A preliminary issues hearing was held to determine whether the insurer was barred from claiming a repayment of IRBs. The claimant argued that the insurer’s request was made outside of the 12 month period permitted by section 52. Adjudicator Grant held that the insurer was not barred from claiming a repayment of IRBs, as the claimant received an overpayment of IRBs during a period in which she was employed and the insurer provided repayment notice pursuant to s. 52 of the SABS. He noted that the 12 month period was not with reference to the first payment of IRBs, but rather the entire period over which the repayment is claimed. A case conference was ordered to address the issue of repayment of IRBs and the substantive issues in dispute.
The insurer sought repayment of IRBs of $2,400 on the basis that the claimant had wilfully misrepresented his address at the time his policy was renewed, invalidating the policy. Adjudicator Norris held that the insurer failed to prove that the claimant had wilfully misrepresented his address. The insurer did not put before the Tribunal any investigation report or affidavit to support same. The submissions of the insurer were not evidence, and did not prove that the claimant had moved before renewing his policy.
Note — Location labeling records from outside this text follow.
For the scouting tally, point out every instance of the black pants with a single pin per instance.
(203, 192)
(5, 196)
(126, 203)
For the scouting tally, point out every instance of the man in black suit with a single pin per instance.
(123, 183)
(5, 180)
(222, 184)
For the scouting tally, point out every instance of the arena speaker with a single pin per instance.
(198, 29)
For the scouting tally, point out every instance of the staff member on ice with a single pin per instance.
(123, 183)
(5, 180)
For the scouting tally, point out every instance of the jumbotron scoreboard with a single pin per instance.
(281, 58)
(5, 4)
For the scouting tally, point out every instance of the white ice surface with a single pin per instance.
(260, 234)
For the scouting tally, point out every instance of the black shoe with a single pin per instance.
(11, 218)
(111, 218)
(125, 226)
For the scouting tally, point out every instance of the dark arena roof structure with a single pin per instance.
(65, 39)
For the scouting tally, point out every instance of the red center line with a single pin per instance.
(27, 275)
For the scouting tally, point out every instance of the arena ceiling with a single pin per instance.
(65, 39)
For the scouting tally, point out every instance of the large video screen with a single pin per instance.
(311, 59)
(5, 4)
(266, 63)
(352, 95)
The insurer sought repayment of income replacement benefits that were paid as a result of misrepresentation. Adjudicator Manigat found that the claimant made a wilful misrepresentation of her employment status, the insurer had given proper notice under s. 53 of the SABS, and the insurer was entitled to repayment of IRBs plus interest. The claimant alleged that she was employed at the time of the accident. The evidence submitted by the insurer demonstrated that the claimant had not been employed.